Conceptual Approaches Continued
Social-role models focus on the varying functions and roles of supervisor and supervisee. Bernard and Goodyear (1998) described effective functions of a supervisor as supporting a supervisee's ability to focus on process, conceptualize complex cases, and personalize clinical approaches to therapy. Combining the roles of teacher, counselor, and consultant, a supervisor utilizes multiple approaches that help the therapist to build knowledge, experience support, and explore varying approaches and perspectives throughout the work of therapy.
Halloway (1995) further addressed the contextual dimensions of the supervisory and therapeutic processes. She suggested that effective supervision enhances and integrates a greater awareness of the influences of supervision and therapy occurring in varying contexts. Supervision and therapy occuring in educational settings, agencies, or private practices suggest varying roles and degrees of support.
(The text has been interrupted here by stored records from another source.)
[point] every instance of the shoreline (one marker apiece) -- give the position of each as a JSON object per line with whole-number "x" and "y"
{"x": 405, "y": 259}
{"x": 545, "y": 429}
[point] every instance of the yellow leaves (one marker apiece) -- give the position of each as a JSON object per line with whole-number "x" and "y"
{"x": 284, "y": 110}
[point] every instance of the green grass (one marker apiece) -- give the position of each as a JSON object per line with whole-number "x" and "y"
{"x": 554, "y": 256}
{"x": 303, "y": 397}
An example of a unique dilemma occurs when the supervisor has the dual role of supervisor and instructor providing a grade. Another example that poses a dilemma occurs when a clinical supervisor also has an administrator role over the therapist responsible for promotion decisions. The dual roles can impact the degree to which a supervisee is willing to reveal vulnerabilities and questions about one's work. Furthermore, the roles of an agency supervisor would naturally differ from those of the contracted, off-site supervisor who has no direct administrative accountability.
The context also impacts the work of therapy. A therapist bound by agency policies versus the autonomy of a private practice clinician may affect a therapist's decision-making at varying points during the therapy process.
- Describe one way a supervisor has been most supportive of your clinical work.